The real "buyback" experience
When the tide goes out you can see who is swimming naked
There have been many debates on Twitter as to whether companies that rely on “returning money to shareholders” through buybacks produce better returns than those who distribute their surplus cash as dividends. In both cases, of course, the implied assumption is that the cash is in fact surplus to other opportunities available to the company.
The debate hinges on views about “intrinsic value”. If a company has an intrinsic value far greater than the trading price of its shares and has no higher return opportunities than its own shares (that is, its capital deployment opportunities are fully funded and the free cash flow is in fact surplus to its needs), then repurchase of shares for cancellation makes sense. It makes sense only in the “intrinsic value” estimate is within reason.
The problem for commodity based companies is that future commodity prices, on which “intrinsic value” substantially depends, is not only unknown but in reality not forecastable. With a couple of years of buoyant oil & gas prices and high cash flows, and egged on by fund managers like famed Eric Nuttall, some Canadian exploration and production companies found the “buyback” argument hard to resist. Now that recession is looming, there is a growing banking crisis, government debt in U.S. and Canada is out of control, inflation is multiples of the central banks “target ranges” and markets are in turmoil, the investment “tide” has gone out and we can see who is swimming naked. The evidence is pretty clear that it is the proponents of “buybacks” who have been exposed.
I model all the oil & gas companies in which I risk funds so it was a relatively easy matter to see what happens if oil & gas prices hit any given level, and I posted a tweet showing just how low popular names might fall if WTI falls to US$40, WCS to CAD$50, Henry Hub natural gas to US$2.00 and AECO to CAD$3.00 and it is not a pretty picture. I am not suggesting those prices are likely but they are certainly possible in a recession.
I have also reviewed the past five year “performance” of a number of oil & gas names that are popular with the #COM crowd and compared those whose management preferred “buybacks” to those whose management chose to use surplus cash to pay dividends. The different outcomes are striking. The buyback group turned in a respectable 13.5% annual return on average and all the names listed had positive returns except Crescent Point (CPG) which went sideways.
The “dividend” group outclassed the “buyback” group by a wide margin, with average returns of ~38% per year. I included Tourmaline Oil (TOU) in the dividend group despite the company’s nominal purchase of just over 400,000 shares for cancellation in the period, insignificant in light of Tourmaline’s three hundred million plus share count.
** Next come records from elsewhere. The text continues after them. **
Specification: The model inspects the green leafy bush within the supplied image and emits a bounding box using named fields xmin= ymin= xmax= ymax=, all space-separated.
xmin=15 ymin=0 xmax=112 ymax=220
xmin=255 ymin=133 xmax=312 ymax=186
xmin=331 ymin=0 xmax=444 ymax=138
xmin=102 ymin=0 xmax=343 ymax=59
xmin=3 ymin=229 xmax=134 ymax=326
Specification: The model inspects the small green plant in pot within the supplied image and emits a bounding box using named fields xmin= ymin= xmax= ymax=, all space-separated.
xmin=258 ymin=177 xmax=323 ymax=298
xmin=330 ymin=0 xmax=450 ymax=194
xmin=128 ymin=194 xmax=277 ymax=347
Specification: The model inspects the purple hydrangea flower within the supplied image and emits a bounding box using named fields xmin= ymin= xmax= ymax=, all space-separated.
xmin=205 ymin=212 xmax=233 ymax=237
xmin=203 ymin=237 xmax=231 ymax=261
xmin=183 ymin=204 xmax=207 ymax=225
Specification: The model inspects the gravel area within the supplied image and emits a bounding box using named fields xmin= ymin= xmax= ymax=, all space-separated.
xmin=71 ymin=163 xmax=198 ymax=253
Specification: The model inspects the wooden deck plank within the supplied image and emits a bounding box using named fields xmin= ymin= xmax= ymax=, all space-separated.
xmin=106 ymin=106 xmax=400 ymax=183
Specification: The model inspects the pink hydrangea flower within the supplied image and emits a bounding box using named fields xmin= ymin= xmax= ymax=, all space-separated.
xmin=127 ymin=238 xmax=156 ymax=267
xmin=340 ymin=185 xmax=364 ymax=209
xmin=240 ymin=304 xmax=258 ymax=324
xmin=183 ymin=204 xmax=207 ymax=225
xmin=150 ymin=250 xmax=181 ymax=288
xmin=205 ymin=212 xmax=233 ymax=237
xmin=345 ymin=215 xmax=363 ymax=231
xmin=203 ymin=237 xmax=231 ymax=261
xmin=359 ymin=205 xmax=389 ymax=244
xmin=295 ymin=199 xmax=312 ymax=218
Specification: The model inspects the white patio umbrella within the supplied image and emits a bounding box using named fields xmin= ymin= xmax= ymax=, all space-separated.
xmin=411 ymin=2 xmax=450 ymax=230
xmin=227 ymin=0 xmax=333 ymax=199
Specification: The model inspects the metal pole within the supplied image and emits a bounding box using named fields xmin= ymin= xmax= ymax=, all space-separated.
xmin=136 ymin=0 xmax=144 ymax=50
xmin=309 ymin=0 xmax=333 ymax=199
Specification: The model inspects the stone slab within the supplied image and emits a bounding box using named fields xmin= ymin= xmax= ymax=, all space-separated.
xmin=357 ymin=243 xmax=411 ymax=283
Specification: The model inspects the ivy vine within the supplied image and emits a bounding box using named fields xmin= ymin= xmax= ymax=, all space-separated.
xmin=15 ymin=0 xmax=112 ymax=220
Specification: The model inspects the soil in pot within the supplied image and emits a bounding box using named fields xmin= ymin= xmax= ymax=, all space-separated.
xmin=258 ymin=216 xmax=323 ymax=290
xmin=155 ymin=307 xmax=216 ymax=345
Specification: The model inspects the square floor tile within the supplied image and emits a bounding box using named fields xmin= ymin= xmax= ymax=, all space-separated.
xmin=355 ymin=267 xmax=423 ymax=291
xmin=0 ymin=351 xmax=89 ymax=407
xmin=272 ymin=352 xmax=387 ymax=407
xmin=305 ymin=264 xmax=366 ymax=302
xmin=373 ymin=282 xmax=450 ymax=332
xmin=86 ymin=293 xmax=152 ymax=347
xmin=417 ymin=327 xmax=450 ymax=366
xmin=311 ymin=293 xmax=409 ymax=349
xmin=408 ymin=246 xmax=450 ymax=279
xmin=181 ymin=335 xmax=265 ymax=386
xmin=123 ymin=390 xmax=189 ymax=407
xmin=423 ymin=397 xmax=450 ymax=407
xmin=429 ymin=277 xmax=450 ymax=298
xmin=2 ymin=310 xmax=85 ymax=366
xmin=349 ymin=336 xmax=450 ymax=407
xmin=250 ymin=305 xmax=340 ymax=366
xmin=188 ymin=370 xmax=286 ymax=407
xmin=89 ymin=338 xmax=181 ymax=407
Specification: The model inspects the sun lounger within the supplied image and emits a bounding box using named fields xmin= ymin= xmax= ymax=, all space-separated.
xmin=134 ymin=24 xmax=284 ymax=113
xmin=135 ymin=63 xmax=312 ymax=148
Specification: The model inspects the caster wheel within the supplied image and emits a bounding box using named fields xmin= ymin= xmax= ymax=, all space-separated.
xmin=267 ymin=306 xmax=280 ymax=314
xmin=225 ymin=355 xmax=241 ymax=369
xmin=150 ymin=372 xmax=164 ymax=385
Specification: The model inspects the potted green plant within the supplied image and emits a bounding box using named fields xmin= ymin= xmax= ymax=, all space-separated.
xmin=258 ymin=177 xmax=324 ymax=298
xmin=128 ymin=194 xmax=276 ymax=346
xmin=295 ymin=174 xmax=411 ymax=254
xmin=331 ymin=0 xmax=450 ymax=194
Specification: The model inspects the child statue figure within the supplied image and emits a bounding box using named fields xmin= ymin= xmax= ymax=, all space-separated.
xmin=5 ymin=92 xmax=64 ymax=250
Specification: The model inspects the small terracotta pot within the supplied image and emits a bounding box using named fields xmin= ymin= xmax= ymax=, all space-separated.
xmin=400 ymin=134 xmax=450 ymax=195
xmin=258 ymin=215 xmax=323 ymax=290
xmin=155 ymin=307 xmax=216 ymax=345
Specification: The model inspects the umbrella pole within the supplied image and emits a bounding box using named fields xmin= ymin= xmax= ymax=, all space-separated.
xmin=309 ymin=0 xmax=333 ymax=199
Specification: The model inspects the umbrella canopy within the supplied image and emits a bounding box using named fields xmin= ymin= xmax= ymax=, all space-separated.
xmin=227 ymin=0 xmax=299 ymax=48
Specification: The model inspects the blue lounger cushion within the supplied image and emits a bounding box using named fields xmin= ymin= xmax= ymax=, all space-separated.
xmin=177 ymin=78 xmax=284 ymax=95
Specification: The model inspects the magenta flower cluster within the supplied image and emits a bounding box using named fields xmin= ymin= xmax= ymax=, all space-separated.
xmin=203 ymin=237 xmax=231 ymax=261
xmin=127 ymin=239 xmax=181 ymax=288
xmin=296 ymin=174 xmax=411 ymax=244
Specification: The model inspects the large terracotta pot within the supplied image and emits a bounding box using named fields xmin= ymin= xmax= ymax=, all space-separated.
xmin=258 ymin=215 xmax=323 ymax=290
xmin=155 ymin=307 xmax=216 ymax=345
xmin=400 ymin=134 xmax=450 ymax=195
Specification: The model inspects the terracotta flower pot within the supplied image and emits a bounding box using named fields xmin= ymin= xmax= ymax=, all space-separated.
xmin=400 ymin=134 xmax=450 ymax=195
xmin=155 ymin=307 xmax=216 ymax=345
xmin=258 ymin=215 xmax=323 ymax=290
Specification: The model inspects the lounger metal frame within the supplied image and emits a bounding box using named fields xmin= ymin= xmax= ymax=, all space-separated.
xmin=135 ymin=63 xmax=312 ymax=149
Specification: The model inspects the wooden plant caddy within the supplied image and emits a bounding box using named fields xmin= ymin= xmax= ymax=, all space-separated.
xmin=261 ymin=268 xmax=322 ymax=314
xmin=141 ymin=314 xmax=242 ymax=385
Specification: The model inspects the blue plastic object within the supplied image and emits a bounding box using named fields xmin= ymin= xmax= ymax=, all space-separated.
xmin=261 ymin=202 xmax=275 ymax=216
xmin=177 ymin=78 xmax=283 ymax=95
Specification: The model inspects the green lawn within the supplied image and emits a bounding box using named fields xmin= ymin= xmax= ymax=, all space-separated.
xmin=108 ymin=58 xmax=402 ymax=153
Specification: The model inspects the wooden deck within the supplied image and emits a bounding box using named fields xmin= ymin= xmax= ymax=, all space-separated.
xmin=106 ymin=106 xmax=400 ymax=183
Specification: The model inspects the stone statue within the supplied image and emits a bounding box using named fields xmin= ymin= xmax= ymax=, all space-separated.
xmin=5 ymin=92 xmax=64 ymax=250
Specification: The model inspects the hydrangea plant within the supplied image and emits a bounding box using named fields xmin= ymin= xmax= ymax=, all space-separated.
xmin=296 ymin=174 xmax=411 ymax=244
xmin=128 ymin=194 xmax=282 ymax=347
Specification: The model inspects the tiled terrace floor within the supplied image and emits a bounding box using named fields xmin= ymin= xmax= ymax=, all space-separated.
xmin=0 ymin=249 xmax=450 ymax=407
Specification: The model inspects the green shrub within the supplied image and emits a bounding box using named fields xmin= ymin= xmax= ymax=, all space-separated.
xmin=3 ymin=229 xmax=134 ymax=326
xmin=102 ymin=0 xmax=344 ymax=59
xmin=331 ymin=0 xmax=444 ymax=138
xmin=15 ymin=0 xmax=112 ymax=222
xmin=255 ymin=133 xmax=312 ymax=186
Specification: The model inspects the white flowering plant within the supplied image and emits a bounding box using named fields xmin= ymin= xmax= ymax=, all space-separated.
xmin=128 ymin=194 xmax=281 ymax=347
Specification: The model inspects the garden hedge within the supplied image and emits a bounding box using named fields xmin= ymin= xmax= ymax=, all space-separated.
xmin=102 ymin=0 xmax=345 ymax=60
Only Bonterra (BNE) showed losses. Oddly, I see Bonterra as one of the best values today since - despite its share price falling by over 50% in five years - the company has dealt with its excess debt leverage without share dilution and is poised to benefit in the next upturn in oil & gas prices. It is vulnerable to share price weakness in the meantime, and I see that as opportunity for me to add.
The high performing companies stick to their last.
MEG has enormous reserves and has been underalued by almost any measure for years. Buybacks by MEG (once its debt was under control, or ideally eliminated) made sense and still do.
Headwater reinvested its cash flow and expanded without any debt, taking advantage of the high returns on the drill bit in the prolific Clearwater play and only recently began to pay dividends.
Pine Cliff and Tourmaline simply ran conservatively managed and profitable operations and kept their balance sheets clean while paying out regular (and in the case of Tourmaline, special) dividends when they had excess cash.
Birchcliff just paid off its debt and began a dividend of $0.80 per share, not doing anything more exciting than keeping costs under control and building a strong balance sheet. I rate that management as outstanding.
I think MEG, HWX, PNE and BIR will always do well in any environment since they benefit from sound management. I would add PEY to that list since Peyto has kept itself as the lowest cost natural gas producer in Canada which has paid off in returns.
Dividends all the way. Buybacks only benefit those who are cashing out in a supposedly “undervalued” stock.
The "buyback" group spent over $6 billion on their share repurchases and for that improved the 5-year return on investment by about 1 percentage point. Had that $6 billion been paid out in dividends the investor in those companies could use those funds to increase their holdings, invest elsewhere or wait for even better opportunities. The $6 billion "dividend" would have improved the return on their combined $80 billion market capitalization by 7.5 percentage points using the closing market capitalization and by 20 percentage points using the opening aggregate investment and paralleled the "dividend" group's returns. All ships rise and fall in the same tides and the outcome was a policy driven outcome.